Ligou para a farmácia:

― Por favor, vocês têm “pé-de-aliche”?, perguntou à funcionária que atendeu.

― Temos sim.

― Têm? ― a colega de Marília não esperava por aquela resposta, pois achava que não se vendia aquilo em farmácia.

― Sim, senhora. A senhora vai querer normal ou com sabor? Temos de framboesa, de morango...

― Framboesa? Morango? Como assim?

― Esses são com sabor, mas temos o normal, que é o que a maioria prefere ― disse a funcionária da farmácia.

― Mas eu estou procurando uma planta, para fazer chá. É uma planta medicinal. Pé-de-aliche.

― A senhora me desculpe, mas disso nunca ouvi falar. Não conheço nenhuma planta com esse nome.

― Tudo bem, obrigada. Eu sabia que não iria encontrá-la em farmácia.

Quando o pai da colega de Marília chegou em casa, vendo o estado da filha perguntou:

― Filha, você ainda está assim? Está tomando algum remédio, alguma coisa que alivie o mal estar?

― O que eu posso tomar, além do “Floratil”? É preciso deixar sair o que provocou a infecção; os médicos dizem que é melhor não tomar remédio para prender. O pior é que não consigo comer nada. Além do mal estar do enjôo, ainda tem a fraqueza. Desse jeito, não tenho condições de ir trabalhar.

― Por que você não toma “Pêdialyte”? Vai se sentir melhor.
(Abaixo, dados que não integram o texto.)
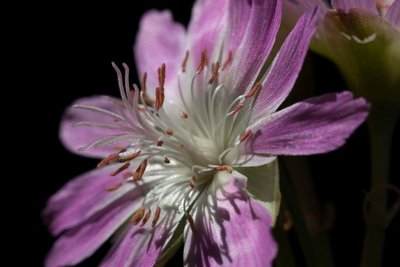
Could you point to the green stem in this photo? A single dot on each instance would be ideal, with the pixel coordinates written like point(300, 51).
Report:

― O senhor conhece isso????? ― perguntou, espantada.

― “Pêdialyte”. Claro, filha. É um soro, é indicado justamente nos casos de desitratação provocada por diarréia aguda.

― Quer dizer que não é uma planta para fazer chá?

― Óbvio que não. De onde você tirou essa idéia? ― respondeu o pai da menina, achando que a fraqueza já estava afetando as idéias da filha.












OU













Moral da história: De um “é” para um “ê”, existe uma enorme diferença. Essa vida é uma grande piada, até quando se está na merda.

7 comentários:

Eduardo disse...

Muito legal a história, escreve muito bem.Entrei por acaso na sua página, e achei tudo muito interessante.Não escrevo nada, mas gosto muito de ler.Abraço.

Cris disse...

Oi, Eduardo!!! Obrigada. Gostar de ler já é um bom começo. Que bom que gostou dos meus textos!!! Achou por acaso, mas agora já sabe o caminho, espero que volte outras vezes. Um abraço

Eduardo disse...

Com certeza, estarei sempre passando por aq. Qdo tiver um tempinho, dê uma passada neste endereço. http://www.palavrasdeassalto.blogspot.com/
É de um grd amigo meu, acho q pode gostar.Bjo grd.

Cris disse...

Eduardo, sou mais da prosa do que da poesia, mas, acima de tudo, sou fã das palavras, principalmente as que nos tomam de assalto. Gostei do blog do seu amigo! Obrigada pela indicação. Abraço

Eduardo disse...

Valeu, espero que possamos nos comunicar mais vezes.Estarei sempre passando por aqui.Abraço.Se tiver algumas indicações, estarei por aqui.Abraço.

Oscar disse...

Historinha simplesinha, mas bonitinha e gostosinha. Aaadooooooooreeeeeeeeiiiiiiii!, como diria minha filha adolescente.

Parabéns,Cris. Escreva masi historinhas iguais à esta; você sabe como fazê-lo.
Abrçs.
Caio Lima

Cris disse...

Obrigada, Caio! Ando meio sem tempo de escrever histórias simplesinhas e gostosinhas como essa. A vida acadêmica está sugando todas as minhas energias. Há quase um ano não publico nada aqui no blog. Mas, com certeza, voltarei a fazê-lo.